Photographic and pictorial exhibition by Andrea Colarieti and Simona Benedetti.
Since the time of Leonardo da Vinci, the human soul has been a subject of inquiry, mystery, and representation. In his studies of faces and gestures, Leonardo sought to capture the inner motions of man, those imperceptible variations that pass through the eyes, hands, and posture, becoming for him the visible sign of the invisible.
Saint Thomas Aquinas, in his theological vision, defined the “motions of the soul” as the passions that move human beings toward good or evil, sensitive forces that, when guided by reason, become instruments of virtue.
Centuries later, Descartes described them as natural mechanisms, movements of the soul and body united in an invisible dance, the encounter between mind and heart, between spirit and matter.
It is within this ancient yet ever-relevant lineage that the exhibition “The Motions of the Soul” unfolds, where Andrea Colarieti and Simona Benedetti translate, through different languages, the light and color, tensions, fragilities, and beauty of human feeling.

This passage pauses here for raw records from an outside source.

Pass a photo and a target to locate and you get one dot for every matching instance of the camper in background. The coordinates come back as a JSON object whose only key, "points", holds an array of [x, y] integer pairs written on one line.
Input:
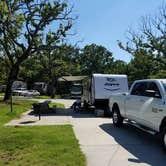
{"points": [[98, 88], [76, 90]]}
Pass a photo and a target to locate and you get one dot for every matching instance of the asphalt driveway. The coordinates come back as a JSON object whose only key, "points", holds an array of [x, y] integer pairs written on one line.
{"points": [[102, 143]]}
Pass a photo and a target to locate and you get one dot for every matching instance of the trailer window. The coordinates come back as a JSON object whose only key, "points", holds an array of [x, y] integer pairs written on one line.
{"points": [[139, 89]]}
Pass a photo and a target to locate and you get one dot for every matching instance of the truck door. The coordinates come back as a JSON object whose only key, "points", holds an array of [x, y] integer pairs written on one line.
{"points": [[152, 107], [135, 101]]}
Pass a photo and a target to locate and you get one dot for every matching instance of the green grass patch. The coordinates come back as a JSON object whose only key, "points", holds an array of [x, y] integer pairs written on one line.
{"points": [[36, 145], [46, 97], [2, 94], [58, 105]]}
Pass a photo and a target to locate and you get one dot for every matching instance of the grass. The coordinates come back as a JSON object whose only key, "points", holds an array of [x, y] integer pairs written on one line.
{"points": [[36, 145], [46, 97], [2, 94]]}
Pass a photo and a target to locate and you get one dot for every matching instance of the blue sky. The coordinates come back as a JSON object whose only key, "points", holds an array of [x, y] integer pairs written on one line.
{"points": [[105, 21]]}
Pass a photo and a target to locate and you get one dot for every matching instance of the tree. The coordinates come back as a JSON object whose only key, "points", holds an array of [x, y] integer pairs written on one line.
{"points": [[147, 45], [57, 63], [95, 59], [23, 24]]}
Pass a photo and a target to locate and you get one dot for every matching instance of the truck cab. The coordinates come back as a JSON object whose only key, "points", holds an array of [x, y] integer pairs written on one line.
{"points": [[144, 105]]}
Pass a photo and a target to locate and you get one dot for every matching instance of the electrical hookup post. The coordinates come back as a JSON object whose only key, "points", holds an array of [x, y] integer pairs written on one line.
{"points": [[11, 99]]}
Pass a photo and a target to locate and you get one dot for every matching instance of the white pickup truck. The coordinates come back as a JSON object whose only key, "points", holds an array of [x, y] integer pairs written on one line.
{"points": [[144, 106]]}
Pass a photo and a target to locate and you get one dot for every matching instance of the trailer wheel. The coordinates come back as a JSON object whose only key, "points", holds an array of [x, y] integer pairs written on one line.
{"points": [[116, 117]]}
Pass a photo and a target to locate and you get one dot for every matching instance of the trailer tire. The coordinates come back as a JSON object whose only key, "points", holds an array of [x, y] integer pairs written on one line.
{"points": [[116, 117], [164, 138]]}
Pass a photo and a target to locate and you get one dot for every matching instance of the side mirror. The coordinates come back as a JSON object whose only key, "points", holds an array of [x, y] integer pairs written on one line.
{"points": [[152, 93]]}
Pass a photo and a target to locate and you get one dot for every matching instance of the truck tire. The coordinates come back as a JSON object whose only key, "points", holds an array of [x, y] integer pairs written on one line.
{"points": [[164, 139], [116, 117]]}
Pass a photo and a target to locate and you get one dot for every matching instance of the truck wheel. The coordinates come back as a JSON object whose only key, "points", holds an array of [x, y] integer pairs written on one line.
{"points": [[117, 118], [164, 138]]}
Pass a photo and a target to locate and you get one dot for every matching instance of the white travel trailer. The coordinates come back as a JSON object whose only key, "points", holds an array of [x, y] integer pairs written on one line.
{"points": [[98, 88]]}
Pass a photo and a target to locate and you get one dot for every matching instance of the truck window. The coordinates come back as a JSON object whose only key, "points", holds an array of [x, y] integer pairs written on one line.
{"points": [[139, 89], [153, 90]]}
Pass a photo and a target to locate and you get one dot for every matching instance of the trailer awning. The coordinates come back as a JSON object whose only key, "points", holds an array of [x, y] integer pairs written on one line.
{"points": [[72, 78]]}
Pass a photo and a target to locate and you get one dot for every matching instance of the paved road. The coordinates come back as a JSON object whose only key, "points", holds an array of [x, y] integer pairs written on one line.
{"points": [[102, 143]]}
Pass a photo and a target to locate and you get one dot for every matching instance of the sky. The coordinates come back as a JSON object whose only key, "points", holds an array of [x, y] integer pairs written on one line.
{"points": [[103, 22]]}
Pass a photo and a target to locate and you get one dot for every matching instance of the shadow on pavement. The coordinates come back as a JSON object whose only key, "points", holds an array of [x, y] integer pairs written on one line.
{"points": [[28, 122], [145, 147], [67, 112]]}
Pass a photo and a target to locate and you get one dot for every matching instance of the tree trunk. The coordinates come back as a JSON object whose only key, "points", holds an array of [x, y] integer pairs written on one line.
{"points": [[11, 78]]}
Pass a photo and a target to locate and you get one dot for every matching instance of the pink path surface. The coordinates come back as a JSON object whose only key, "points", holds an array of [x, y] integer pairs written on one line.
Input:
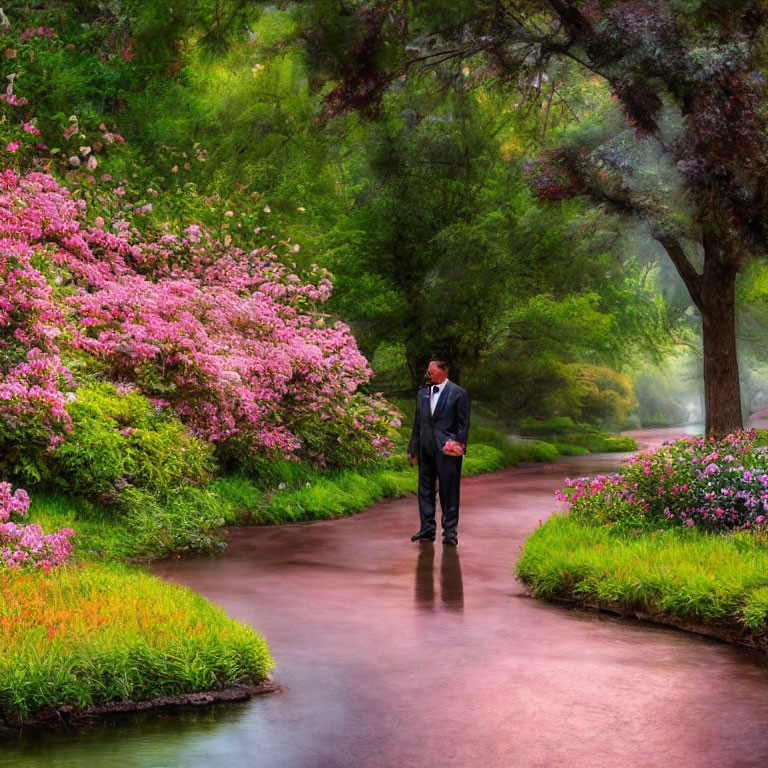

In Andrea Colarieti’s photographs, a single face becomes the stage for infinite inner transformations. Through one subject, the photographer explores the multiplicity of the human spirit: calm and turmoil, strength and vulnerability, light and shadow dwelling within each individual. The face becomes a universal mirror, a mutable icon of emotion. His images, seemingly suspended in time, echo Leonardo’s search for inner movement, translating into image what cannot be spoken.
Around these visions develops the pictorial universe of Simona Benedetti, a physical and symbolic path in which the viewer is invited to walk among large canvases suspended from ceiling to floor. These surfaces vibrate like veils or deep breaths, allowing the visitor to literally immerse themselves in the motions of the soul: crossing them, touching them, listening to them. Benedetti’s painting is instinctive, material, visceral: a language that does not represent emotion, but evokes it, lets it happen.
“The Motions of the Soul” is therefore a journey within the human spirit, a dialogue between reason and instinct, between the visible and the invisible. An invitation to look not only at what is shown, but at what moves within us.